The NCB had raised concerns over the issue of abuse of pharmaceutical preparations in a review meeting with the minister of state for home in the first half of the year. The Border Security Force too had recently seized bottles of Phensedyl near the India-Bangladesh border. The bottles were to be smuggled into Bangladesh, where these cough syrups are banned and selling them is punishable.

The drug controller has already taken up the matter with industry groups, including the Indian Drug Manufacturers’ Association (IDMA), the Federation of Pharma Entrepreneurs, the Federation of Indian Chambers of Commerce and Industry, the Confederation of Indian Industry, the Indian Pharmaceutical Association, suggesting cheques be made the only payment option for buying these formulations.

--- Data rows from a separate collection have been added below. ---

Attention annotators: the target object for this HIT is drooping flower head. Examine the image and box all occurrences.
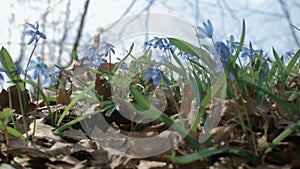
[142,37,176,52]
[144,68,165,86]
[197,19,214,39]
[26,56,48,79]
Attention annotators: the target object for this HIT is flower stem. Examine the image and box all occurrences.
[24,38,40,80]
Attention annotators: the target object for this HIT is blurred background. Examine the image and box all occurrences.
[0,0,300,68]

The final decisions will be taken after the issue is deliberated at the Drugs Consultative Committee (DCC) meeting slated for 18 September. Chaired by the DCGI, the DCC is attended by all the state drug controllers.

“The suggestions by the NCB which wants tighter controls so that it is not misused and the industry lobby will be deliberated in DCC,” said a senior official in DCGI office requesting anonymity.

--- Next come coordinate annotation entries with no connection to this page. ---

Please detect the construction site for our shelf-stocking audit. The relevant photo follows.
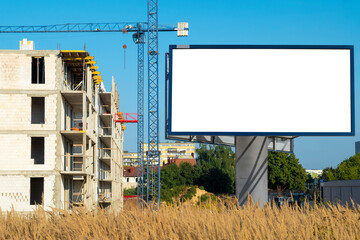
[0,39,125,212]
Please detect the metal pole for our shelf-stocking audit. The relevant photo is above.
[235,136,268,207]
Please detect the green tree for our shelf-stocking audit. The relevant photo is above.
[268,152,308,195]
[194,145,235,193]
[319,167,337,181]
[160,164,185,189]
[180,162,195,186]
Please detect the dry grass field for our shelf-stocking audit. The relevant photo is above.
[0,198,360,240]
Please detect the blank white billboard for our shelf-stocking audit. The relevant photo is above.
[167,45,354,136]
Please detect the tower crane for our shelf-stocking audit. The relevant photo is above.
[0,15,188,207]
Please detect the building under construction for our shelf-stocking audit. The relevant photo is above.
[0,40,123,211]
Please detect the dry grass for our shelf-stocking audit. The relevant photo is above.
[0,198,360,239]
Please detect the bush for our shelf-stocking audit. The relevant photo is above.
[200,194,209,202]
[124,188,137,196]
[181,186,196,201]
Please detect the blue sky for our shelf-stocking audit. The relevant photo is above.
[0,0,360,169]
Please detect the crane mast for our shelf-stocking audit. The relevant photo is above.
[146,0,160,207]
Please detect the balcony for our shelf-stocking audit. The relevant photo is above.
[99,169,112,182]
[61,154,87,176]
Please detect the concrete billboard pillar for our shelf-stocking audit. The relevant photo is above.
[235,136,268,207]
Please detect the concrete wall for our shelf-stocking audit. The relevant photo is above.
[0,50,60,90]
[0,173,55,211]
[0,50,60,211]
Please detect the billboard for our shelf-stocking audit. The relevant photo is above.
[166,45,354,136]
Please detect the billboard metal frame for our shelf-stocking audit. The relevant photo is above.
[165,45,355,136]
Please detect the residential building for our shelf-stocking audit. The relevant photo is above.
[123,167,137,189]
[0,43,123,212]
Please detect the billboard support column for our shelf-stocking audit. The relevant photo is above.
[235,136,268,207]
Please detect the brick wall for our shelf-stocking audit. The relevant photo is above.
[0,175,55,211]
[0,51,58,90]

The major pharmaceutical firms making formulations based on codeine, an opioid, are Pfizer Inc. which sells cough syrup Corex, Abbott India Ltd, whose Phensedyl commands around a third of India’s cough syrup market, and Cipla Ltd. Preparations based on tramadol, also an opioid, are made by Zydus Cadila, Aurobindo Pharma Ltd and Sun Pharmaceutical Industries Ltd, among others.

This is not the first time that codeine-based formulations have come under the scanner. In March 2016 the health ministry’s list of around 350 fixed dose combination (FDC) drugs that were banned included those based on codeine, used in popular cough syrups. The government had decided to prohibit the sale of these medicines as they were found to be irrational and without any therapeutic use.

A Pfizer spokesperson said, “Pfizer is supportive of measures that can curtail any non-prescription use of codeine based formulations. Towards this we are in active dialogue with the authorities to enable regulatory provisions that can help curtail such use and at the same time ensure that patients continue to receive the benefits of codeine based formulations as treatment for their respiratory condition through genuine prescriptions.”

Sun Pharma’s spokesperson declined to comment, while the others did not respond to emails seeking comments.